Estaba cerca del río del pueblo. Al llegar, nos topamos con la valla de colores que limitaba el área de juego. La entrada estaba en el otro extremo. Mi hijo hizo el amago de saltar la valla. Me miró para averiguar qué me parecía su maniobra. O tal vez por si había suerte y, en un despiste mío, daba el salto sin que nadie le incordiara. Pero yo estaba pendiente y le señalé la entrada: Nicolás… Por allí. Así que se bajó de la valla y se dirigió hacia el acceso del recinto. Empezamos bien. ¿Por qué diantre no le dejé saltar la valla? Seguro que yo no la salté porque se supone que soy un padre formal pero ¿qué había de malo en lo que iba a hacer mi hijo? Es más, ¿qué puede ser más divertido que el salto de valla en un parque? Me quedé con cierta sensación de aguafiestas cuando entramos en el parque por el sitio adecuado.

Mis dos hijos se desperdigaron por el área de juego y yo me apoyé en la valla. Nieves, la pequeña, se subió a una silla de columpio y tomó impulso para balancearse. Nicolás comenzó a escalar por una torre con un puente que la unía a un tobogán. No subía por las escalerillas, sino por las barras que unían las patas de aquella torre. El parque tendría unas aceptables dimensiones si jugaran en él cinco o seis niños. Pero allí había unos quince chavales y seis adultos sin contar conmigo ni con los niños y padres que estaban en los bancos fuera del recinto, que de vez en cuando también entraban. Había muy poca distancia entre los columpios, unos dos o tres metros. Seguro que habrá una normativa, pero debe ser como la del código de circulación: no evita los atascos. Tuve que pedirle a Nicolás que dejara de hacer el mono y no obstruyera el paso por el puente de la torre. Su hermana no tardó en subir también a la torre: ¡Hola, papá! ¡Hola, hija! De no ser por el trecho que nos separaba, aquel saludo me habría destrozado los tímpanos, pero no procedía que Nieves bajara la voz, porque en medio de aquel griterío uno no podía oír nada si su interlocutor no elevaba el volumen más que el prójimo. En este tipo de comunicación, mis hijos son unos auténticos superdotados. Cuando se trata de decir las cosas alto y claro, a su edad sólo tienen que mejorar un poco lo segundo. En lo primero van sobrados. Han asimilado realmente bien la experiencia de los parques de Madrid y no hay columpio, por alto que sea, ni remoto rincón, desde el que no sean bien capaces de mantener una conversación conmigo o con quien haga falta.
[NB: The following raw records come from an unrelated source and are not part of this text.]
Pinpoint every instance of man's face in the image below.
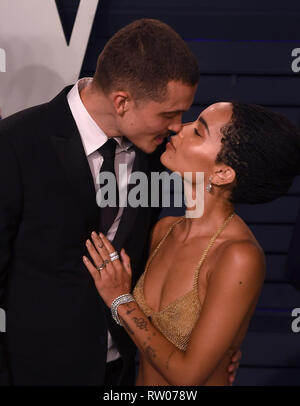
[119,81,197,153]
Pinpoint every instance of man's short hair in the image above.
[94,19,199,101]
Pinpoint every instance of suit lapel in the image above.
[48,87,99,228]
[113,146,149,251]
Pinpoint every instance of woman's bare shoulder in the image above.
[150,216,181,252]
[212,238,266,286]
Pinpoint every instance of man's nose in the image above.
[168,116,182,134]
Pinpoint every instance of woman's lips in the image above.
[166,137,176,151]
[154,135,166,145]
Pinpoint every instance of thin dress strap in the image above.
[193,213,235,288]
[145,216,184,274]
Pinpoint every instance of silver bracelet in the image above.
[110,293,135,326]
¡Papá, hola! Hola otra vez, hija. ¡¡Papá, mira lo que hago!! Sí, hijo, ya veo. ¡Papá! ¡¿Has visto?! ¡Sí, hijo! ¡¡Y mira ahora!! Ten cuidado, hijo, ¡le vas a dar una patada a esa niña! Pasado un cuarto de hora, lo de «hola, papá», «mira, papá» y similares terminan incrustados en mi cabeza. El problema es que no sólo mis hijos chillan: el resto de los niños también se comunica como puede. Uno berrea porque se ha caído; otro ha visto antes un columpio y no va a permitir que le arrebaten lo que legítimamente le corresponde; a aquel le han pisado una mano; hay un propietario de una codiciada bolsa de patatas al que rondan dos criaturas que le instan a que tenga a bien no comerse él solo las patatas; una madre, desde un banco fuera del recinto, le hace notar a su hija que se puede caer si sigue subiendo más arriba por el columpio; un padre le chilla a su hijo para que éste deje de decir tonterías y no chille a su hermana…

Llegado un punto, permanecer en el parque empieza a resultar insufrible. Miro el reloj y todavía no llevamos ni veinte minutos de columpios. He venido a este parque para ver cuánto había de cierto en lo que me comentaron en As Salgueiras. Antes de irme, ya sé que es cierto lo que me dijeron.